We are plunged almost immediately into a difficult childbirth, where Mary (Rooney Mara) sees the mother through. It’s part and parcel of daily life as Mary and the women get on with preparing the fishing nets and keeping house. At temple for prayer they have their place. There’s talk of a preacher in the area and fireside talk of the Baptist, and also of Mary marrying as it is her time to do so. She rejects this causing an incident that prompts an exorcism.

From this we deduce that Mary is her own woman and more than capable of handling herself, physically, and intellectually. This keen intelligence is tested when she joins disciples, and they question her presence and worth, which she engages with and rebuffs. There’s quite a lot of this type of discussion as the disciples walk towards their destinies.

And there is a lot of walking, long lines of people walking, as we are signposted through the significant events and towns through to Jerusalem towards the money lenders in the temple, the crucifixion and resurrection. Jesus (Joaquin Phoenix) along the way performs his miracles – the raising of Lazarus is intense, almost demonic - while the healings are the more traditional hands on eyes and faces.

Phoenix has a very grungy look about him and is actually quite good in a didn’t have to try too hard sort of way. Mara has a more difficult role, juggling a woman of faith following her calling but also as an individual with her own convictions, which she carries off well.

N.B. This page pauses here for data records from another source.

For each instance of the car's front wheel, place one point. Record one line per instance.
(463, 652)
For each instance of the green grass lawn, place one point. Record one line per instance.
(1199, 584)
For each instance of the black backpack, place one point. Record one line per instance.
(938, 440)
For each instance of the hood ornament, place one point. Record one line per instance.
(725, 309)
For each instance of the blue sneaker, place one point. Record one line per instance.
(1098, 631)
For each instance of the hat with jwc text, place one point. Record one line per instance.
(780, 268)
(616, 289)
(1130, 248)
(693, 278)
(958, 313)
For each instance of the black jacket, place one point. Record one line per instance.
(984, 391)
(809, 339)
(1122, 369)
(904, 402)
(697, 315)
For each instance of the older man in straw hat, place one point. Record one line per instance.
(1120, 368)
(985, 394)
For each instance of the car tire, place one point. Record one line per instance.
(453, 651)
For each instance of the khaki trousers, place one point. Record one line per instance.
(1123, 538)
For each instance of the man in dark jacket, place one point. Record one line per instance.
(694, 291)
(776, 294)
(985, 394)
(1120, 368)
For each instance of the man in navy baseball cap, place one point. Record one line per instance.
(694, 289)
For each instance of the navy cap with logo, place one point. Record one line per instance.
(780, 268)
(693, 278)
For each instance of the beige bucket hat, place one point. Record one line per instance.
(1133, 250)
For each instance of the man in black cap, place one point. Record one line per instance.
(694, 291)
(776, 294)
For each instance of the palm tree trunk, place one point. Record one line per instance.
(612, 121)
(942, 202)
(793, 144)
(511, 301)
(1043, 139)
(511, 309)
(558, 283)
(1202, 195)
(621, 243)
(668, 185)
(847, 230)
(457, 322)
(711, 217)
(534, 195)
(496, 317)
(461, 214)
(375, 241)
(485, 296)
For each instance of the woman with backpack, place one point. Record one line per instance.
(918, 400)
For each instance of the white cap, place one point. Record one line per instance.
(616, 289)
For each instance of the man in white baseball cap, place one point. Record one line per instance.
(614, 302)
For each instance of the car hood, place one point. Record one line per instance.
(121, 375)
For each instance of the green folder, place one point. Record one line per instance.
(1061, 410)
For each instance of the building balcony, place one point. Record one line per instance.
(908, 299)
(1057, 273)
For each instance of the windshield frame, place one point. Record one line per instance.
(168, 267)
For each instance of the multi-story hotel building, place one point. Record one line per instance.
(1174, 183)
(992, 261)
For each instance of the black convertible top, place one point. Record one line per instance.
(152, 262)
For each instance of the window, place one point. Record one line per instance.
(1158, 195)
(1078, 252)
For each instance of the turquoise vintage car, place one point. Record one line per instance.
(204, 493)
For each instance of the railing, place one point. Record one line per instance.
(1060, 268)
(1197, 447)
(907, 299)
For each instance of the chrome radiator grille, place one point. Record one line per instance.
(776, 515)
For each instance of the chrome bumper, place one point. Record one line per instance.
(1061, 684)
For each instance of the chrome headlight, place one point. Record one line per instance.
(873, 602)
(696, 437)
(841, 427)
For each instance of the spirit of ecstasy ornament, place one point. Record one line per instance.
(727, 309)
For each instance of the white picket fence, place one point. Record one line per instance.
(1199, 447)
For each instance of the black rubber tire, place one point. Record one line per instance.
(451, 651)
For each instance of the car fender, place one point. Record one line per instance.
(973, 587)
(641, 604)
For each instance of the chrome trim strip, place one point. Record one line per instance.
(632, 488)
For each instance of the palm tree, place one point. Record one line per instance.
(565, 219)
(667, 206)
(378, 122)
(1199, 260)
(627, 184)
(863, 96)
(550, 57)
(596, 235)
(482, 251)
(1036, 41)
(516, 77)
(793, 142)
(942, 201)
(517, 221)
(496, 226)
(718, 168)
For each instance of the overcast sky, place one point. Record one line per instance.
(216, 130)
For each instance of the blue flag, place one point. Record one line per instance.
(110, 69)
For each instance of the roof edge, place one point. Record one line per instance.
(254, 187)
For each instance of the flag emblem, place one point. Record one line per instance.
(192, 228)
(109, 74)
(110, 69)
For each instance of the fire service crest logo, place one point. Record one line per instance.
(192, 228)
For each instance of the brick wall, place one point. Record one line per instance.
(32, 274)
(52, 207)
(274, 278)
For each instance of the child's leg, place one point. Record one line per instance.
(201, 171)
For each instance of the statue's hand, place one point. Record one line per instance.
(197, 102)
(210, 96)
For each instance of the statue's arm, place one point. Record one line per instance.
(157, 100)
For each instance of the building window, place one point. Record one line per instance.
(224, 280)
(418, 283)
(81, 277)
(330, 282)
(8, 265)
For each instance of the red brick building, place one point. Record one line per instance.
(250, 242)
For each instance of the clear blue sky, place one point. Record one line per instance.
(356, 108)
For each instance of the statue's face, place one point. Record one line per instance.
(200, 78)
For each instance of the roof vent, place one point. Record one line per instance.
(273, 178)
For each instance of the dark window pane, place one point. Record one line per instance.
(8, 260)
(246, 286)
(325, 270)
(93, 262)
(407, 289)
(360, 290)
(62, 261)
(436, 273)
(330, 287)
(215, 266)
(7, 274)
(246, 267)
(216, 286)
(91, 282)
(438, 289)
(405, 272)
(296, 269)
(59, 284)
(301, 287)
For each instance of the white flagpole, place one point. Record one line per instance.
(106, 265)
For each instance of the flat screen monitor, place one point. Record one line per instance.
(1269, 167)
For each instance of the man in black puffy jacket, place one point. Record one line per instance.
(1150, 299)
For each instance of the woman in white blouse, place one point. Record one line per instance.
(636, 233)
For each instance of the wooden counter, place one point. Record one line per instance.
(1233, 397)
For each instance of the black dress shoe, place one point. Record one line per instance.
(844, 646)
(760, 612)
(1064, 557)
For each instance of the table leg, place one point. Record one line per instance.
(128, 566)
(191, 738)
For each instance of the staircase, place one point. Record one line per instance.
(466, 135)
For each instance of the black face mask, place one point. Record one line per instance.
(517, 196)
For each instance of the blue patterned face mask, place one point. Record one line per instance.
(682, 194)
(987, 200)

This take on the story is the bare basics with writers Helen Edmundson and Philippa Goslett concentrating on the disciples and the tensions between them. Though these aren’t taxing philosophical debates more how best to use their main asset (Jesus) against the Romans.

Of the Romans, they are barely seen other than the aftermath of a horrendous attack on a village and the arrest of Jesus. There’s no Pilate, washing of hands or spear thrust into Jesus’s side. Also missing are Judas’s pieces of silver and Peter’s denials, played by Tahar Rahim and Chiwetel Ejiofor respectively.

These are purposeful omissions but it still appears very cautious and director Garth Davis dithers between respecting the customary reverence that pervades these films, or really throwing caution to the wind.

Comparisons usually aren’t useful but for all their faults the two relatively recent high-profile alternative takes on the story; The Last Temptation of Christ and The Passion of the Christ, didn’t lack purpose. There's worthy motivation behind Mary Magdalene it just feels and looks like an atmosphereless travelogue.